I came up with something that seems to be proving the assertion. Though, I would not say that I am sure that everything in it is correct. Could someone please read through and comment on it?
Here it goes: First I define a concept that I use in the proof. I have no idea if what I define is consistent with the usual definition of cycle structure, but it works for the purpouse of this proof.
Definition: If \sigma \in S{n} we know that we can write it as a product of disjoint cycles. We characterize \sigma in the following way;
If \sigma is a product of \tau_{k_{1}}, \ldots \tau_{k_{r}}, where the \tau_{k_{i}} are disjoint cycles of length k_{i}, we say that the cycle structure of \sigma is \sum{k_{i}}, denoted \mathcal{S}(\sigma) = \sum{k_{i}}.
Proof: Assume H \leq A_{5}, |H| = 20. If \sigma \in H then \mathcal{S}(\sigma) \in \{\phi,\: 2+2,\: 5\}, as if the structure would have been 2,4,3+2 it would have been an odd permutation. As the order of a 3-cycle is 3, we get by Lagrange's Theorem that no 3-cycle can be an element of a group of order 20. Thus we know that any element \sigma \in H must be either a product of two disjoint transpositions, a 5-cycle or a product of these. We now examine the subgroups of A_{5} having only elements of said type.
Let \tau and \sigma be of structure 2+2 and 5, respectively. Consider the subgroup K = \langle(\tau, \sigma)\rangle. As there exists 5 distinct powers of \sigma and 2 distinct powers of \tau (conclusion drawn by the orders of the subgroups generated by one of the elements), we know that |K| \geq 5+2-1, as the identity is counted twice. Also, as the \tau\sigma^{k} are distinct for k = 1,2,3,4,5, and only for k = 5 we have \tau\sigma^{k} = \tau, we get |K| \geq 10. If \tau conjugates \sigma to a power of itself, equality holds. Even if one would not guess that this tells us anything, it actually reduces the problem quite alot.

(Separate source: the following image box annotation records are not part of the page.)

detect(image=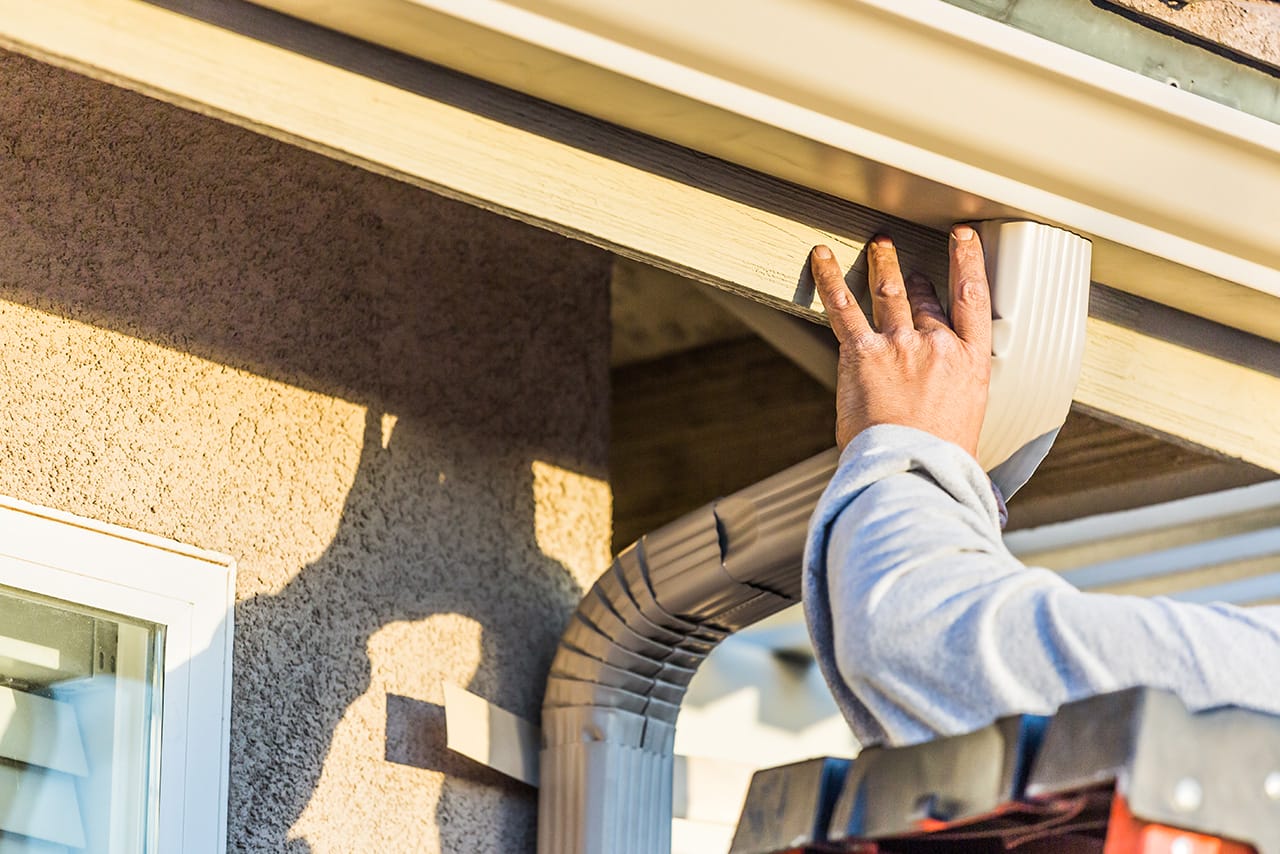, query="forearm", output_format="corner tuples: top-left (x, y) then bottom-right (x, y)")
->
(805, 426), (1280, 743)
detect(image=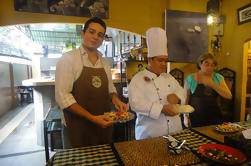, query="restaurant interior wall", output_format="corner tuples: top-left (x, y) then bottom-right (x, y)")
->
(0, 0), (250, 120)
(217, 0), (251, 121)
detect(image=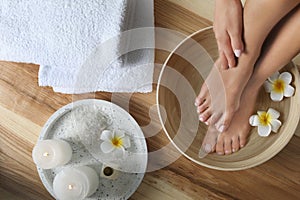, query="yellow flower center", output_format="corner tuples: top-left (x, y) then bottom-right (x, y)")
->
(259, 112), (271, 126)
(111, 137), (123, 148)
(273, 79), (285, 93)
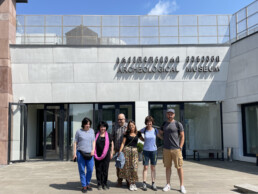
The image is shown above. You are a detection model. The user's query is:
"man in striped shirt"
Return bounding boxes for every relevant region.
[112,113,127,187]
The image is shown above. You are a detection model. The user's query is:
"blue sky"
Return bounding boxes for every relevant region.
[17,0,254,15]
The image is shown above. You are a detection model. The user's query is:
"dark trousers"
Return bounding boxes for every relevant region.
[95,154,110,186]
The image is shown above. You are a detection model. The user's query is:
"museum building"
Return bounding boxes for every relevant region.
[0,0,258,164]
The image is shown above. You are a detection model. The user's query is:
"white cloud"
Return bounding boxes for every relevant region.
[148,0,178,15]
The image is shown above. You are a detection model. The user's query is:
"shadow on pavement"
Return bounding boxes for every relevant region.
[187,159,258,175]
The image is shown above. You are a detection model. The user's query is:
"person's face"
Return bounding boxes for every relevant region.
[99,126,107,133]
[167,112,175,120]
[147,121,152,128]
[83,122,90,130]
[129,123,135,133]
[117,115,125,126]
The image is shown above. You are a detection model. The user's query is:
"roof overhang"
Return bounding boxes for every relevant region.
[16,0,28,3]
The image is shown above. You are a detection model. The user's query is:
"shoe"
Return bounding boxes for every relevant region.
[87,185,92,191]
[163,184,170,192]
[180,186,186,193]
[133,184,137,191]
[151,183,158,191]
[116,179,122,187]
[82,187,87,193]
[129,184,134,191]
[142,183,147,191]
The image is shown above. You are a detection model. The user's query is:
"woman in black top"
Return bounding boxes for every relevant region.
[119,121,141,191]
[94,121,114,190]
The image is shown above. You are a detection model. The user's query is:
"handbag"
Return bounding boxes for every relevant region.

If we are to arrive at a subgroup of order 20 we must adjoin some element of the appropriate type to the generating set. However, if we adjoin a 5-cycle \sigma', we have that, if K' = \langle(\tau, \sigma', \sigma)\rangle, |K'| \geq 40, so it will generate the whole of A_{5}. If we adjoin another double-transposition \tau' perhaps? Well, if K'' = \langle(\tau, \tau', \sigma)\rangle, for every \rho \in K we obtain \tau'\rho \in K'' \backslash K, and they are by the cancellation laws with respect to \tau' all distinct. Thus |K''| \geq 20. Can we have equality? Well, no, as \tau and \sigma does not commute. This is due to the fact that, if they would commute, so \tau\sigma = \sigma\tau, then \tau\sigma\tau = \tau^{2}\sigma = \sigma. But if \sigma = (a_1, a_2, a_3, a_4, a_5) and \tau = (a_1, a_k)\tau_x where \tau_x is a transposition (we can always modify \sigma to begin with the same letter as \tau), then \tau\sigma\tau moves a_1 to a_k, further to a_{k+1} and we would be forced to require \tau to move a_k+1 back to a_{2}. Thus \tau = (a_1, a_k)(a_k + 1, a_2), so \tau\sigma\tau moves a_2 to a_{k+1}, and then to a_{k+2}. As \sigma moves a_2 to a_3, we would need k+2 = 3, so k=1. But then \tau would certainly not be a double transposition, which is a contradiction.
Thus we have |K''| > 20. As every step in the construction was necessary to even keep the possibility of K'' = H, the supposed subgroup of order 20 of A_5, we can be sure that no such subgroup exists.